It laughed. “For old times’ sake?” It dived into the waves and started running, became a great proud dog with a white coat, muscles flowing like water. And I followed, for one last time.

The sky was grey when we took off. The cat flew the plane using a neural interface, goggles over its eyes. We sweeped over the dark waves and were underway. The raft became a small dirty spot in the sea. I watched it recede and realised that I’d never found my Ball.

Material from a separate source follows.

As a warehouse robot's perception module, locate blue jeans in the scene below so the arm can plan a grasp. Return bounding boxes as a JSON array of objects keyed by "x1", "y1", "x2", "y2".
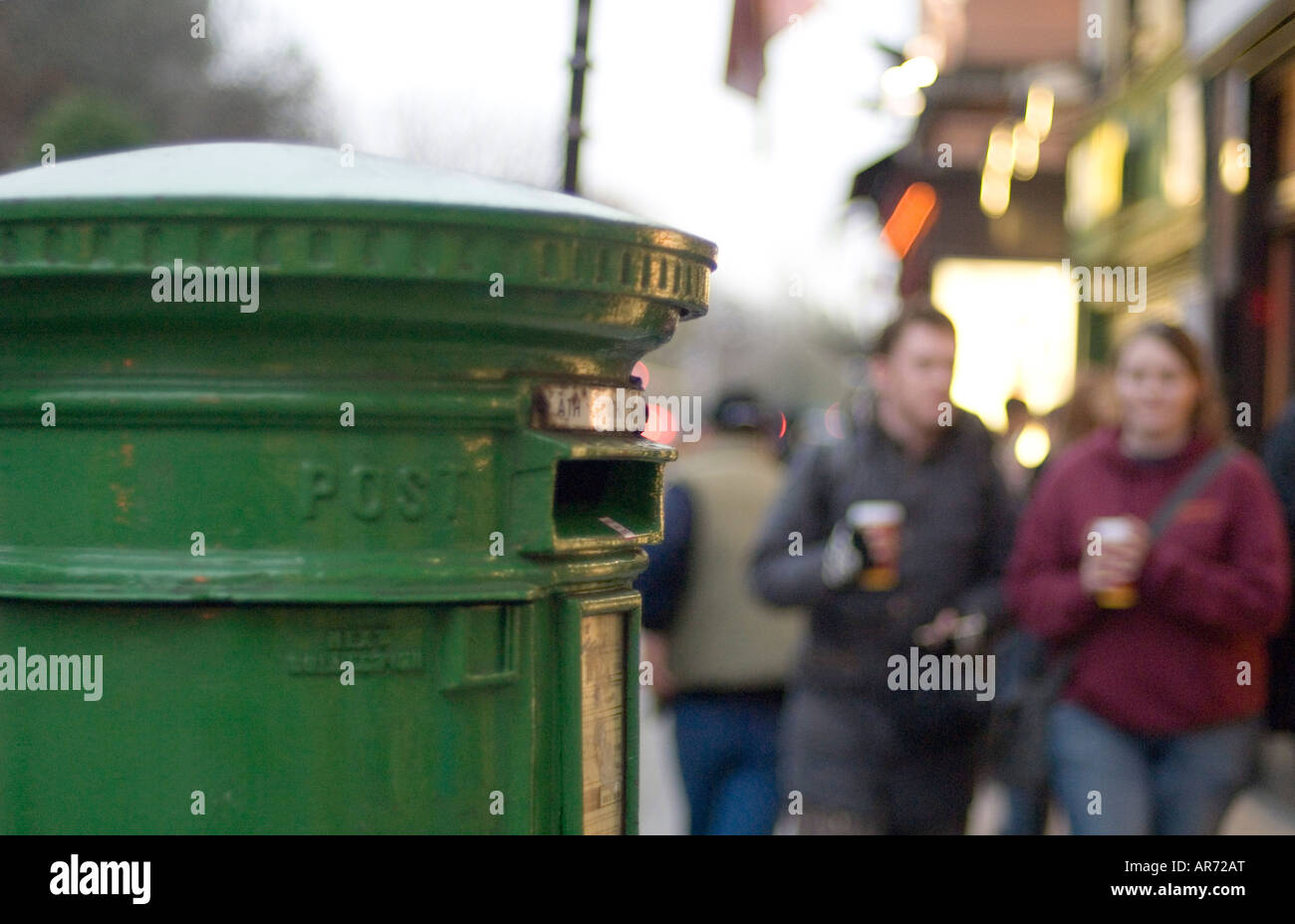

Then there was a thunderclap and a dark pillar of water rose up to the sky from where the raft had been. I didn’t mourn: I knew that the Small Animal wasn’t there anymore.

* * *

The sun was setting when we came to the Fast City.

I knew what to expect from the Small Animal’s lessons, but I could not imagine what it would be like. Mile-high skyscrapers that were self-contained worlds, with their artificial plasma suns and bonsai parks and miniature shopping malls. Each of them housed a billion lilliputs, poor and quick: humans whose consciousness lived in a nanocomputer smaller than a fingertip. Immortals who could not afford to utilise the resources of the overpopulated Earth more than a mouse. The city was surrounded by a halo of glowing fairies, tiny winged moravecs that flitted about like humanoid fireflies and the waste heat from their overclocked bodies draped the city in an artificial twilight.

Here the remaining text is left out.